My dictionary also says 喂 is wei4, but my Taiwanese friends never say wei4, they say wei2


https://www.duolingo.com/profile/nar781477

Wei in the 4th tone means to feed. I think this needs to be fixed.


https://www.duolingo.com/profile/Sr.D.

Actually this is pretty similar to "aló" that is used in some Spanish speaking countries lol


https://www.duolingo.com/profile/salma710161

"alo" is used in morocco too


https://www.duolingo.com/profile/BarAdal3

Is this character used because there was a word that sounded like "wei" and they had 畏 which makes a wei sound, so they added a 口 to it to remove it from its original meaning and assigned it to the "wei" word?


https://www.duolingo.com/profile/jad498154

Allo, is accepted


https://www.duolingo.com/profile/eau_clair

When you call someone on the phone, the 喂 should be the second RISING tone, not the fourth falling tone, which is like "hey" in English.


https://www.duolingo.com/profile/GaryLBulthouse

I put feed baby animal because it sounded that way to me... wrong of course


https://www.duolingo.com/profile/SudaisBaig

Will it be totally rude if I say wui infront of my elders?or in the call?

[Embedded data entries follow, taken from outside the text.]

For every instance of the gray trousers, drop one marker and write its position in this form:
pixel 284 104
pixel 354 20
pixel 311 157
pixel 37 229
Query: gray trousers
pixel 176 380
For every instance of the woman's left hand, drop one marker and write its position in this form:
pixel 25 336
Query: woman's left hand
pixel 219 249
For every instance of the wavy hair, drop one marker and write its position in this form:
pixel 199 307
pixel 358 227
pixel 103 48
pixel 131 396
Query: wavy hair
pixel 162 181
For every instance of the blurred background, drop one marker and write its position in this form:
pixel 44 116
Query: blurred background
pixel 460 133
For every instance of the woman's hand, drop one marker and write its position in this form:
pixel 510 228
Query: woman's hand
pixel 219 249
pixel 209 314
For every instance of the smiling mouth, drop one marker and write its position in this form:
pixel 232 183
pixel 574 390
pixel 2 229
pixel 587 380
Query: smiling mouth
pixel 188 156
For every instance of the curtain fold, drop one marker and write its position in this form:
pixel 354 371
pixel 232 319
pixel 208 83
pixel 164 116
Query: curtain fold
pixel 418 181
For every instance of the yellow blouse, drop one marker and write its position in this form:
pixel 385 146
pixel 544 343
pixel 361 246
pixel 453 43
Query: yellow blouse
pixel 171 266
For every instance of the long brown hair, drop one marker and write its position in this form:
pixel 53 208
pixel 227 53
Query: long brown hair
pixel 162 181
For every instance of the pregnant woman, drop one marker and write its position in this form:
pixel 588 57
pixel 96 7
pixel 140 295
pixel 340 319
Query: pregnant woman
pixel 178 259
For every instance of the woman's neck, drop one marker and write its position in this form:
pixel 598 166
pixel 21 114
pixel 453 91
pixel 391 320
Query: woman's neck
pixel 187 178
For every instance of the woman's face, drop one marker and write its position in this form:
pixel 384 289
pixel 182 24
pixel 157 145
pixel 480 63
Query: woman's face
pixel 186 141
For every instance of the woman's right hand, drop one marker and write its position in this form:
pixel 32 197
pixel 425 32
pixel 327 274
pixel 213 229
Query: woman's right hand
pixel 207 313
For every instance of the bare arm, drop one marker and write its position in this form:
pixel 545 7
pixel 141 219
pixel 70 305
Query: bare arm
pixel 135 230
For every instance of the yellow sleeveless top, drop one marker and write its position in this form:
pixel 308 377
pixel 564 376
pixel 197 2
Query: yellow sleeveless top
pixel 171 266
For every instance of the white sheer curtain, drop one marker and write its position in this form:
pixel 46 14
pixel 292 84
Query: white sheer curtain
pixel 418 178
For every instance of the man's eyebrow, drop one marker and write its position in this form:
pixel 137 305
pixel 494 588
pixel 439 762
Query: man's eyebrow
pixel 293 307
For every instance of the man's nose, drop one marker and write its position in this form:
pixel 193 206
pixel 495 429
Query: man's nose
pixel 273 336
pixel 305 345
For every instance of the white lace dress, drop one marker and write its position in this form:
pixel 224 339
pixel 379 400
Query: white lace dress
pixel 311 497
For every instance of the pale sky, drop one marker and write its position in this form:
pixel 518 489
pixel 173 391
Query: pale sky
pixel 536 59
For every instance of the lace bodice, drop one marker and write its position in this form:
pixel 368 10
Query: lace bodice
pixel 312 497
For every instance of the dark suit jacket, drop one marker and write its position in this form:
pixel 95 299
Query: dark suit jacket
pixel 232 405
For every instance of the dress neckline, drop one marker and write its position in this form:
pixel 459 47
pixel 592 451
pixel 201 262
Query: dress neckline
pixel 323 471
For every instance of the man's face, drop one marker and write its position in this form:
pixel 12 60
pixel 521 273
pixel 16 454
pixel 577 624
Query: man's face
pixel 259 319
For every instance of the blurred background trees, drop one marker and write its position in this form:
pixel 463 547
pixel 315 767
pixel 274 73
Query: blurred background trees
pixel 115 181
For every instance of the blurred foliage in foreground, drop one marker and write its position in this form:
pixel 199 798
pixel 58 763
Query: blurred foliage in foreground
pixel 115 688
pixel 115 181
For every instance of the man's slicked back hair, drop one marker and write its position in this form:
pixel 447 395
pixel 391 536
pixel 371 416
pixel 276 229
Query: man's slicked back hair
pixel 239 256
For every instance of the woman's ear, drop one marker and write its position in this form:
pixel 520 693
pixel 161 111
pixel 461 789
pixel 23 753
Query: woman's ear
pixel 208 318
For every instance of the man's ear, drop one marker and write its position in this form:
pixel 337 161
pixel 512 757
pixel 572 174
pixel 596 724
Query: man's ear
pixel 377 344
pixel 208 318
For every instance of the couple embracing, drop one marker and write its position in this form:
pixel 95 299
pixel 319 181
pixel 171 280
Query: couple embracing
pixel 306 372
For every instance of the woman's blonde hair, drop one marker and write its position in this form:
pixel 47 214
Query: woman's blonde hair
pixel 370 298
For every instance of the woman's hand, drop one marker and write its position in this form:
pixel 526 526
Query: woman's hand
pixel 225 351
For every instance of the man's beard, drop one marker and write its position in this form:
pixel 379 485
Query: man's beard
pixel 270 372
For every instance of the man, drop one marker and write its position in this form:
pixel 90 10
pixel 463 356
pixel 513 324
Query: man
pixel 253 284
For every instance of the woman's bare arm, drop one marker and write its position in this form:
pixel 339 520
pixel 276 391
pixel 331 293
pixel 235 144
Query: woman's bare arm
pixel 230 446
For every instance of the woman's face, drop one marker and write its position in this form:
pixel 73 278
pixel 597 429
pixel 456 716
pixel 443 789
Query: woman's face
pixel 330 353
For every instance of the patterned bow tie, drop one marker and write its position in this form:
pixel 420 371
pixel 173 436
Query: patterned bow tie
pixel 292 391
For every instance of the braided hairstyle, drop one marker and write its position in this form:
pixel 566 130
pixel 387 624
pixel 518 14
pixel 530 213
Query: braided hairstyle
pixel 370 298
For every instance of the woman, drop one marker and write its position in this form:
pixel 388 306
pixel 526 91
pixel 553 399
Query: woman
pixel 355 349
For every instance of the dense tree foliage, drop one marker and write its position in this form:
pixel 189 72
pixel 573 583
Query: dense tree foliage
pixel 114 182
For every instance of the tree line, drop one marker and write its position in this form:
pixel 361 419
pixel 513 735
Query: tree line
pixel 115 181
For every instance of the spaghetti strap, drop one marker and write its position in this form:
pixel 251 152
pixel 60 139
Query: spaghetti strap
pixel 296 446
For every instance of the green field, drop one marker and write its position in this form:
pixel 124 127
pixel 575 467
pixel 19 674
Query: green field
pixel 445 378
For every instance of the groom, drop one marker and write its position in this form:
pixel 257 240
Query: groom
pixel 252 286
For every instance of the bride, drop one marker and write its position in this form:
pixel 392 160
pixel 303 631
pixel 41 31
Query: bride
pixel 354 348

https://www.duolingo.com/profile/Reno_Steve

No question mark in English. "Hello" is not a question.


https://www.duolingo.com/profile/NickA.12

In this sentence,'Hello?' is being used as an example of the beginning of a phone call. Whenever English speakers answer the phone, they mostly say 'Hello' in the form of a question.


https://www.duolingo.com/profile/lugiahello

喂 sounds very rude. Programmer should be shot!


https://www.duolingo.com/profile/Anon341685

Since when has "hello" been a question ?


https://www.duolingo.com/profile/Devon711559

https://www.duolingo.com/skill/zs/Telephone/1 is apallingly, monotonously, repetitive. More motley phrases please!


https://www.duolingo.com/profile/clare.artlover

is that character wrong? Ni Hao is hello! Does being asked as a question change the word?


https://www.duolingo.com/profile/circumbendibus

According to the other comments, 喂 is special for answering the phone.


https://www.duolingo.com/profile/TellTheSeal

There is more than one way to say "hello," that is, more than one way to greet people, and some greetings are more appropriate than others depending on the context. That situation is the same in both Chinese and English. In China, 喂 is a customary way of answering the phone; accordingly, 喂 is translated as "hello" in English, as "hello" is a customary way of answering the phone in many places where English is the predominant language. Alexander Graham Bell, regarded as the inventor of the telephone, actually suggested "ahoy-hoy" as a way of answering, but his suggestion never really caught on (albeit, C. Montgomery Burns still follows that advice). If you prefer, think of 喂 as "ahoy-hoy," specifically, a "telephone hello," but 喂 has other uses as well, e.g., "to feed (livestock or babies)." There's even the phrase, 良心喂狗, "to feed (one's) conscience to a dog," or, figuratively, to be devoid of conscience, which might describe a sociopath. But, I'm rambling, again.